À mon avis, la nature des oiseaux, si nous la considérons de certaine façon, dépasse en perfection celle des autres animaux. Par exemple, si nous considérons que l’oiseau l’emporte de beaucoup sur tous par la faculté de voir et d’entendre (et, selon l’ordre naturel, de cette double faculté procèdent, pour les créatures animées, les sentiments principaux), on peut en conclure que la nature de l’oiseau est chose plus parfaite que celle des autres créatures animées. De plus, les autres animaux, d’après ce que nous avons écrit plus haut, sont naturellement enclins au repos, et les oiseaux au mouvement ; or, le mouvement est chose plus vivante que le repos, ou plutôt, la vie consiste dans le mouvement, et les oiseaux sont doués du mouvement extérieur plus qu’aucun autre animal ; en outre, la vue et l’ouïe, où ils l’emportent sur tous les autres et qui sont leurs facultés maîtresses, sont les deux sens les plus particuliers aux vivants, comme ils sont aussi les plus vifs et les plus mobiles, tant en eux-mêmes que dans les manières d’être et les autres effets qui, par eux, se produisent dans l’animal à l’intérieur et à l’extérieur.

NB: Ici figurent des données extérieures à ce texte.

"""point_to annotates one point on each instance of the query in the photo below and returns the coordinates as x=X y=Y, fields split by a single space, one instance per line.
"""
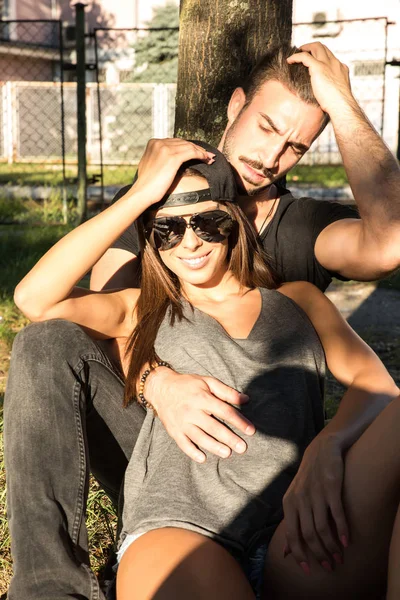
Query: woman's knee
x=54 y=336
x=177 y=564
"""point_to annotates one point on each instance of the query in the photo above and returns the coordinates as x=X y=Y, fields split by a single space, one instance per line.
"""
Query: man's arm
x=368 y=248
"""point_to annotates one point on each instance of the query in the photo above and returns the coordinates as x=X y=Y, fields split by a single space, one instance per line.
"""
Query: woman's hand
x=160 y=162
x=314 y=515
x=189 y=407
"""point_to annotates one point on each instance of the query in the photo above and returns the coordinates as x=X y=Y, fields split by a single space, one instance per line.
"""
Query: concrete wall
x=359 y=45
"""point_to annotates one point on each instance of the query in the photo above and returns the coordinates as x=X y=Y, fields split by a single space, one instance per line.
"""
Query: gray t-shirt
x=281 y=366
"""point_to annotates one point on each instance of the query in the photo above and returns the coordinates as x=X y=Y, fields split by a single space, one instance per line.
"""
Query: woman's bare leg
x=394 y=562
x=176 y=564
x=371 y=495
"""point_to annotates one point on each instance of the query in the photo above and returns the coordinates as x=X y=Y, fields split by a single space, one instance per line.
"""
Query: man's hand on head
x=329 y=77
x=191 y=408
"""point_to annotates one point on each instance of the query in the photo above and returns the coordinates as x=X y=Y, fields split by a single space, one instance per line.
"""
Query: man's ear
x=236 y=103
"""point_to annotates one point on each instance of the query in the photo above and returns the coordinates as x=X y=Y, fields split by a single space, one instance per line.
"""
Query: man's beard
x=228 y=151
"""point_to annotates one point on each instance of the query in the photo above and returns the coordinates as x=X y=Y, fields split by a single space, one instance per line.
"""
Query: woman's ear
x=236 y=103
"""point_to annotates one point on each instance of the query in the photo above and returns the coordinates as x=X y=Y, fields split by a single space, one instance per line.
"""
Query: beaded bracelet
x=140 y=396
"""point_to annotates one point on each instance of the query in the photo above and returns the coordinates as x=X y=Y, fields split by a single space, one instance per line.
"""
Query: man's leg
x=62 y=397
x=371 y=494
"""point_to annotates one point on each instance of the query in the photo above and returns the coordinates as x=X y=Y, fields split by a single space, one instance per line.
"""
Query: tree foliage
x=156 y=52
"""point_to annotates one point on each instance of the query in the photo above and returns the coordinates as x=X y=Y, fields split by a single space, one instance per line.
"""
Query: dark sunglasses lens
x=166 y=232
x=212 y=226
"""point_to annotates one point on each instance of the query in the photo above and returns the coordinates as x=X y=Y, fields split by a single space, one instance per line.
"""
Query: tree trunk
x=219 y=42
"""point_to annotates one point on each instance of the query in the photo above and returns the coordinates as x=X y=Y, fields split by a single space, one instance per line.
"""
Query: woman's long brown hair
x=160 y=290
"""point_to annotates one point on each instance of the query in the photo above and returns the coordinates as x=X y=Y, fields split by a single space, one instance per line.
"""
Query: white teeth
x=194 y=261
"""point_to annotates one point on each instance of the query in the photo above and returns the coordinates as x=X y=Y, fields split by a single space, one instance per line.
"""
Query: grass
x=51 y=175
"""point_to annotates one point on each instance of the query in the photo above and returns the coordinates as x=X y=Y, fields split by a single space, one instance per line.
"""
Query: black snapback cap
x=219 y=176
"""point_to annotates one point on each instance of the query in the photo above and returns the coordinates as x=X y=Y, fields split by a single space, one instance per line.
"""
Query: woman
x=208 y=299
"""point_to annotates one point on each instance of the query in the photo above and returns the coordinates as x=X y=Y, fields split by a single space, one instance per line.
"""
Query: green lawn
x=44 y=174
x=51 y=175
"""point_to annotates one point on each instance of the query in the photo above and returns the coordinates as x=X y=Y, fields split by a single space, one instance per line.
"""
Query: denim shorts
x=252 y=563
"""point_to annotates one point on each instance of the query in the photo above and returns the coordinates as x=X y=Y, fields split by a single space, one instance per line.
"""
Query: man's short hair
x=274 y=66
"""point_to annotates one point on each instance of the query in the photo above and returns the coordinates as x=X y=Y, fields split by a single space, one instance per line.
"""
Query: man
x=60 y=392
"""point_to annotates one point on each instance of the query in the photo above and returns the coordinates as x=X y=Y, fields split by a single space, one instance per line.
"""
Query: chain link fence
x=31 y=93
x=128 y=102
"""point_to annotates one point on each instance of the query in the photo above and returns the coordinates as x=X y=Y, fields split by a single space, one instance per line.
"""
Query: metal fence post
x=8 y=122
x=81 y=107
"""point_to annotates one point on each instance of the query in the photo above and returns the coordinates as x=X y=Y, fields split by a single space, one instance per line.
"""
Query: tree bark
x=219 y=42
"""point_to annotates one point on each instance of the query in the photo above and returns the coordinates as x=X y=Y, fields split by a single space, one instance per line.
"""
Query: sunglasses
x=164 y=233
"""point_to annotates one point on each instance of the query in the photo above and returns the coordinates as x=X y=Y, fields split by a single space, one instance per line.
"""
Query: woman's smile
x=196 y=262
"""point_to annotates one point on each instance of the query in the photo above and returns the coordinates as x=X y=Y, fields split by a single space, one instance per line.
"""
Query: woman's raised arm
x=43 y=291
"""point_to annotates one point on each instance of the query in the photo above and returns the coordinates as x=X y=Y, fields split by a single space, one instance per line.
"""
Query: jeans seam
x=79 y=516
x=99 y=358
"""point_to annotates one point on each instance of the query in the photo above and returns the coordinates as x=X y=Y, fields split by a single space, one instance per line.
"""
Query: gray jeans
x=63 y=416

Enfin, étant données les autres choses susdites, la conclusion est que l’oiseau a une plus grande abondance de vie intérieure et extérieure que les autres animaux. Or, si la vie est chose plus parfaite que son contraire, au moins dans les créatures vivantes, et si une plus grande abondance de vie est une plus grande perfection, il suit aussi de là que la nature des oiseaux est plus parfaite. À ce propos, il ne faut pas passer sous silence que les oiseaux sont également aptes à supporter l’extrémité du froid et celle du chaud, même sans intervalle, dans le passage de l’un à l’autre, car souvent nous voyons qu’en moins d’un instant ils s’élèvent de terre dans les airs, à un point très élevé, où ils sont comme dans un lieu excessivement froid, et beaucoup d’entre eux, en peu de temps, parcourent en volant différents climats.

Enfin, comme Anacréon désirait pouvoir se changer en miroir, pour être regardé continuellement par celle qu’il aimait, ou en vêtement pour la couvrir, ou en onguent pour l’oindre, ou en eau pour la laver, ou en bandelette pour qu’elle le serrât contre son sein, ou en perle pour être porté à son cou, ou en chaussure pour être du moins foulé de ses pieds ; de même, je voudrais, pour quelque temps, être changé en oiseau pour éprouver ce contentement et cette joie qu’ils ont à vivre.